First (finished) kntting project

Knitting is very tricky to learn, in my opinion. I was the only one in the knitting group who so far did not seem to absorb or retain anything of each lesson. I was the slow and special one. I considered asking if anyone minded if I just came and did some cross stitch - just for socialize and work on a craft with the gals.
This week, however, my neighbor took pity on me and sat patiently by my side until things finally sunk in. This lumpy bumpy holey fabulous dishcloth is the result. Its not perfect, but I'm ecstatic - I am learning. Yay!

Since this one I have made two more almost done cloths. The neighbor who I lovingly refer to as Miss Busybody, since she always has the dirtiest dirt on everyone, and loves to dish it out to everyone else, happened to have a husband gone on TAD this month and was looking for a project. And I made a great teaching project, thankfully.
We noshed on cheese and crackers and I carefully spun neutral tales of domestic satisfaction, studious and respectful children, attentive and romantic spouse, dogs just imperfect enough and house just messy enough to be interesting.
She gave me a cone of cotton yarn that she didn't plan to use. It is cream colored, with some green and red. The color is called "Victorian Christmas". For these purposes, this author has renamed it "Strawberries and Cream Fern." I am sure Jose will be washing dishes with this all year round. Ha!

Sunday, February 1, 2009

dreaming of Thom Yum soup

It has been ages since I posted last. Little Elf was running with my camera and yup, it fell on the floor and doesn't work anymore. I have taken a few pics with my older son's great little camera, which I bought for him when he announced he was joining the photography club and that he needed one really really bad. His life would be over and he would be the laughingstock of the club, unless he had his own digital camera. Well, the club lasted two weeks and now it is mostly my new camera, except that I have to find out where Frankie put all of the attachments.

I have a neighbor whose husband is going to be in Korea for a while. We have been spending more time together and found an awesome Thai place in Zushi that has very reasonable lunches. She got a chicken basil dish (flavorful but not too spicy) and I got a pork stir fry. With that, we ordered a spicy soup which had shrimp floating in it and took the edge off of our winter blahs! I told Jose that I would like to find the cook and kiss him on the lips once. He didn't think that was as funny as Patty found it that day at lunch.

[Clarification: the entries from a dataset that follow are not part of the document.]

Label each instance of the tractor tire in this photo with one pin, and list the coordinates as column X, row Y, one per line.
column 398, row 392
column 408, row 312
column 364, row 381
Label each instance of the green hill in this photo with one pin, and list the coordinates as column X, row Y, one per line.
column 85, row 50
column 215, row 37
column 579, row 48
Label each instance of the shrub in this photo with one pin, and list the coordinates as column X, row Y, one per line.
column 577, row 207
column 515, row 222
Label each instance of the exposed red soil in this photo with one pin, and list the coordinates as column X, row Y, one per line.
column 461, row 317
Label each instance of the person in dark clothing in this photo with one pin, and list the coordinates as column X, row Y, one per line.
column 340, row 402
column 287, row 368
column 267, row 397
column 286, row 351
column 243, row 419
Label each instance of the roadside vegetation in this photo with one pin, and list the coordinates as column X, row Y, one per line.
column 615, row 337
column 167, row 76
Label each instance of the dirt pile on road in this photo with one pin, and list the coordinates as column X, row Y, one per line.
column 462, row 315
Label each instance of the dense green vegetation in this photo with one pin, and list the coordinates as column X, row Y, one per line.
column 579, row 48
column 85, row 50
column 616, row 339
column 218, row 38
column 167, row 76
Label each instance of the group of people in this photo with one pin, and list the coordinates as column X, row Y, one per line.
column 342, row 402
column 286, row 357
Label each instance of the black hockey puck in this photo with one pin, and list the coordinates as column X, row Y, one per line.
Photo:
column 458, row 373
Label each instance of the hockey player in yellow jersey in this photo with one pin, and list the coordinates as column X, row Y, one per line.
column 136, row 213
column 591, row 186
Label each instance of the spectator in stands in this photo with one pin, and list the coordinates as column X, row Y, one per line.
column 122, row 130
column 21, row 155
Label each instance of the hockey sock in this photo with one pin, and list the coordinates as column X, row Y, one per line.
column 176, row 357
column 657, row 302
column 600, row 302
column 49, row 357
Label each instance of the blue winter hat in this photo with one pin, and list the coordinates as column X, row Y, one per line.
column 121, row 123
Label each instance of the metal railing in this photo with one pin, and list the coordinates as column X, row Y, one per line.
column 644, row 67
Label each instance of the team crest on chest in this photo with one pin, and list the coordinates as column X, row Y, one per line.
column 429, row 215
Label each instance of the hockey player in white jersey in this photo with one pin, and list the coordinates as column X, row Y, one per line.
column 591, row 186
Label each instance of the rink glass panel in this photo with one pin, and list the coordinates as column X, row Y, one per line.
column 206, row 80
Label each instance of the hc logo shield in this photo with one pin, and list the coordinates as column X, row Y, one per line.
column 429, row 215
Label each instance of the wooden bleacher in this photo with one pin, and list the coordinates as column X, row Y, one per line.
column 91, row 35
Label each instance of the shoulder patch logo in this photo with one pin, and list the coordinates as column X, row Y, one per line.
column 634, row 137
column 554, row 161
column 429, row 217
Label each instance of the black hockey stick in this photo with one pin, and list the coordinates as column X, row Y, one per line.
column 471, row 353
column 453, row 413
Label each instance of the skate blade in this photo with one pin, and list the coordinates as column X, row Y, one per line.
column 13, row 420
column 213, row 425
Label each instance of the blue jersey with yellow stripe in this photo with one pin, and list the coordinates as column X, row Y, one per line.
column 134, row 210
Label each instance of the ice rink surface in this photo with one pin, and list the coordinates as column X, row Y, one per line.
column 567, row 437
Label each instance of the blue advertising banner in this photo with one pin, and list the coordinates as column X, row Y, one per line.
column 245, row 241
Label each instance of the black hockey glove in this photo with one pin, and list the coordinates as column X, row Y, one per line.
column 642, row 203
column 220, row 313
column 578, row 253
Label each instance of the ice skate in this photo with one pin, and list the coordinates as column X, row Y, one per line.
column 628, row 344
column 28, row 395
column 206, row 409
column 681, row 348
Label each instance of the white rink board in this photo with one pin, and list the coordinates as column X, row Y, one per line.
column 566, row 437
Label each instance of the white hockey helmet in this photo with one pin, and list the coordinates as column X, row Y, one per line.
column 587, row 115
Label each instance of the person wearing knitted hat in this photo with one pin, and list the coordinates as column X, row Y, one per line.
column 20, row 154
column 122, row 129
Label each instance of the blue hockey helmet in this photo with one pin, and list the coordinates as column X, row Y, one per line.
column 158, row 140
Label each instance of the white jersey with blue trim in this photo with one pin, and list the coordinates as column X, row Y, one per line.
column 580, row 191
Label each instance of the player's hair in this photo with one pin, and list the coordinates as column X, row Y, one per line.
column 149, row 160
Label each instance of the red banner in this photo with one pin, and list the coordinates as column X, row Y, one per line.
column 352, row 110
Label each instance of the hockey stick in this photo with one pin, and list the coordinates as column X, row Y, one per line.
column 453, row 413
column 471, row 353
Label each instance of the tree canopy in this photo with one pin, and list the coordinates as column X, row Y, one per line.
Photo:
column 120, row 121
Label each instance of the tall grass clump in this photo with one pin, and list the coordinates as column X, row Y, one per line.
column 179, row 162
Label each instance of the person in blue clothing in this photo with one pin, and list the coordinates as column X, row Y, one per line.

It would seem that the cook is an older Thai man who really does not come out of the kitchen but we can hear his gruff voice calling to the waiter once in a while. The waiter was a young fellow with bleached tips of spiky hair, who appeared to speak Japanese and Thai, and a few words of English, and offered us a small bowl of fresh cilantro for our soup. He remembered people's orders and did not write anything down, and when it came time to pay, he had it all in his head, for both customers in line.

Anyway, the soup was to die for. I dreamed last night, that I was eating the soup at our kitchen table.

Jose and I went back this weekend. The kids refused to come with us so we had a nice lunch together without them.

The place is on the corner, at the end of the "Zushi Ginza" street, at the end of the street where the King's Store and the sushi takeout place and the 100 yen store and bakery are. It is across from another 100 yen store.

Oh, we will be back. We certainly will.